Senate Republicans once again showed the limits of their willingness to hold Donald Trump accountable for his actions. Those limits include the occasional disapproving statement, but emphatically do not include following through when he’s impeached. Just five Republicans voted to even allow the impeachment trial to go forward when Sen. Rand Paul tried to block it on the grounds that Trump is already out of office.
Senate Minority Leader Mitch McConnell, who had used leaks that he might vote for conviction to con the traditional media into portraying him as a fair broker, was not one of those five Republican votes. Sen. Rob Portman, who likes to be seen as a reasonable guy who’d consider bipartisan action and who doesn’t have to worry about a primary because he’s retiring, was not one of those five Republican votes.

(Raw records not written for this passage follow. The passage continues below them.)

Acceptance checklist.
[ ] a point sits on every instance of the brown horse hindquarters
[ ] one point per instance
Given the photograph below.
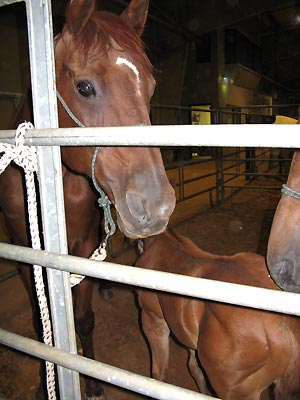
(242, 350)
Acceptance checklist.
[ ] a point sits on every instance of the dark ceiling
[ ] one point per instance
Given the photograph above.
(271, 26)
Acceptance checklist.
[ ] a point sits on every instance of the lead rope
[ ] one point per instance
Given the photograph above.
(109, 225)
(103, 201)
(26, 158)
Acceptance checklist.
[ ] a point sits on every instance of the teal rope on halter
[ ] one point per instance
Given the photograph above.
(290, 192)
(103, 201)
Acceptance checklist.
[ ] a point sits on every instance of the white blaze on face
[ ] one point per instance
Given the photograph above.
(121, 60)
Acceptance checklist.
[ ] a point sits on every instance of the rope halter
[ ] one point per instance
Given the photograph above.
(103, 201)
(290, 192)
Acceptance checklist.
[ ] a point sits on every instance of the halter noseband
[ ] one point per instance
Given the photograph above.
(290, 192)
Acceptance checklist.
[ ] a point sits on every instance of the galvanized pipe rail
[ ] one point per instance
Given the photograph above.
(260, 135)
(247, 296)
(104, 372)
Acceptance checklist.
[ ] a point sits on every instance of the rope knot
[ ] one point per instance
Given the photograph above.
(104, 201)
(22, 155)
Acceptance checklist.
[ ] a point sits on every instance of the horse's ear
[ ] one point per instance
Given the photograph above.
(78, 13)
(135, 15)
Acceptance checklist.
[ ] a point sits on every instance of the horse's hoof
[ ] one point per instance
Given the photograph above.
(107, 294)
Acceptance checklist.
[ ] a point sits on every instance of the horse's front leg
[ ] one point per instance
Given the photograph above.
(157, 333)
(84, 324)
(196, 373)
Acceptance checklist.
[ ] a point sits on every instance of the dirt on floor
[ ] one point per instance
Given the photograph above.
(241, 223)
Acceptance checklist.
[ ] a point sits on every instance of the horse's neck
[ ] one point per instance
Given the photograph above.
(294, 175)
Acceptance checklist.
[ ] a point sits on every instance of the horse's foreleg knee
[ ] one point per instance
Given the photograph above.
(196, 373)
(84, 317)
(157, 333)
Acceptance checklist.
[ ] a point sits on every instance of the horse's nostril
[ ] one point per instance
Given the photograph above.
(137, 208)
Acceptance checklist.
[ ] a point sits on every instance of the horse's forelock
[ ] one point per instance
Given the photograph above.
(98, 33)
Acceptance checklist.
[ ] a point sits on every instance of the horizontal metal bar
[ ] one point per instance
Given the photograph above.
(8, 2)
(8, 275)
(98, 370)
(166, 135)
(284, 302)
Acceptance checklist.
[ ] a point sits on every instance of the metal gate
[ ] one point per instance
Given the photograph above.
(59, 264)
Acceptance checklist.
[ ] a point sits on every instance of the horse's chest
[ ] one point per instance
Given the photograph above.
(182, 316)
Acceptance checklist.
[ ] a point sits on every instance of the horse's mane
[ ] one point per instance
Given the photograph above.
(104, 25)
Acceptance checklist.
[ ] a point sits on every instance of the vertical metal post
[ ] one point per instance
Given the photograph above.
(51, 189)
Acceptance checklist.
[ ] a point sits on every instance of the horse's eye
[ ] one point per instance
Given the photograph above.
(86, 89)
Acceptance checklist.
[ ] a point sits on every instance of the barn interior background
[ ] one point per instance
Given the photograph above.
(219, 61)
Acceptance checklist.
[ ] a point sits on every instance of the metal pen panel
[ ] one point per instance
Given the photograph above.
(40, 33)
(260, 135)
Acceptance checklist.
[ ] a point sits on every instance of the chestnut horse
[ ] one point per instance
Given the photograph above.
(283, 256)
(105, 78)
(242, 351)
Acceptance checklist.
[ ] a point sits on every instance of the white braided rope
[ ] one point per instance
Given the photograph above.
(26, 157)
(98, 255)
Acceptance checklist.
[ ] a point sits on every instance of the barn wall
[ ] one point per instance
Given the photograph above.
(14, 63)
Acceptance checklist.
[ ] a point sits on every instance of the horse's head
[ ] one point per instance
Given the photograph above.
(105, 78)
(283, 255)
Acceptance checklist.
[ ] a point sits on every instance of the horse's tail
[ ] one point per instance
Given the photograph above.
(287, 387)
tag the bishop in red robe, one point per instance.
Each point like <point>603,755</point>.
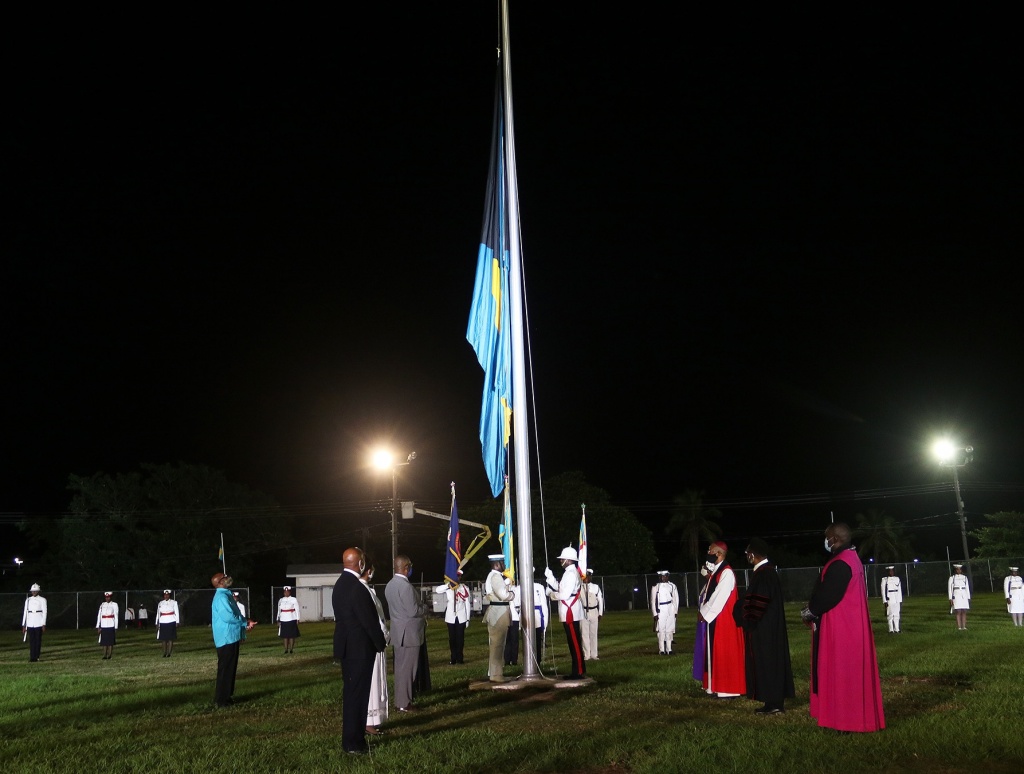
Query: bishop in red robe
<point>846,692</point>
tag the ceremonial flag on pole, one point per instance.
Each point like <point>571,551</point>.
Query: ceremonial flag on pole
<point>453,556</point>
<point>505,535</point>
<point>583,543</point>
<point>488,316</point>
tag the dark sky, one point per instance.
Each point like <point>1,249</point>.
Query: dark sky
<point>759,264</point>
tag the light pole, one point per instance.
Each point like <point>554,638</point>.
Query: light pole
<point>953,456</point>
<point>384,460</point>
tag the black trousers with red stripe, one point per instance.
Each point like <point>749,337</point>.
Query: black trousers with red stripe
<point>574,639</point>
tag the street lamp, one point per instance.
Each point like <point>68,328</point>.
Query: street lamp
<point>952,456</point>
<point>384,460</point>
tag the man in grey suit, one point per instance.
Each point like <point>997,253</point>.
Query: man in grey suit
<point>409,627</point>
<point>357,640</point>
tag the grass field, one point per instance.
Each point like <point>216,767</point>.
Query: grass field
<point>952,702</point>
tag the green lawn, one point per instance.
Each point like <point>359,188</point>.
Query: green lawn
<point>952,702</point>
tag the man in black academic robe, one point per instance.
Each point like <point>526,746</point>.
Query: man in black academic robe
<point>762,615</point>
<point>357,640</point>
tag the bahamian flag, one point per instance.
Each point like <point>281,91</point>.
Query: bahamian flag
<point>453,555</point>
<point>583,544</point>
<point>505,536</point>
<point>488,316</point>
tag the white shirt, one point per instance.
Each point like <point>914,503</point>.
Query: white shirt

Nope, the only Republicans who were even open to hearing the evidence on Donald Trump inciting an insurrection that physically threatened all of them were Sens. Susan Collins, Lisa Murkowski, Mitt Romney, Ben Sasse, and Pat Toomey. Murkowski and Romney probably meant it, Collins and Sasse knew that the time had come when they had to do something do justify continuing coverage of their supposed distaste for Trumpism, and Toomey is retiring.
Here’s the really perfect, chef’s kiss part of McConnell voting against a retroactive impeachment trial: Two weeks ago, when he was still majority leader and Trump was still in office, McConnell refused to reconvene the Senate for a trial. But at the same time, he leaked that he might maybe vote to convict, getting the Very Serious Reasonable Person headlines he was seeking. Now McConnell turns around and votes against holding a retroactive trial that is only retroactive because of him.
I’d say, “Do they not think we’re going to notice what they’re doing?” Except that McConnell has the measure of the traditional media, most of which will absolutely allow itself to get played in this way. To really oomph up the level of “Are you kidding me?” involved here, Republicans decided to hear from their go-to constitutional law scholar, Jonathan Turley, about how retroactive trials are no good … even though in 1999 he strongly endorsed retroactive trials.
The next level of Republican procedural objection will be because Chief Justice John Roberts isn't presiding over the trial, which was 100% his decision and apparently didn’t come with any indication that he is opting out because he considers the trial illegitimate. But Sen. Patrick Leahy, the most senior Democrat in the chamber, will be presiding, which Republicans will use to suggest it’s a partisan event even though Leahy is scrupulously fair, frequently to a self-owning extent.
It remains possible that evidence of Trump’s incitement of insurrection will emerge that’s so strong that not even most Republicans can ignore it. But in the absence of that, consider the wagons fully circled around Trump, and don’t be surprised by it.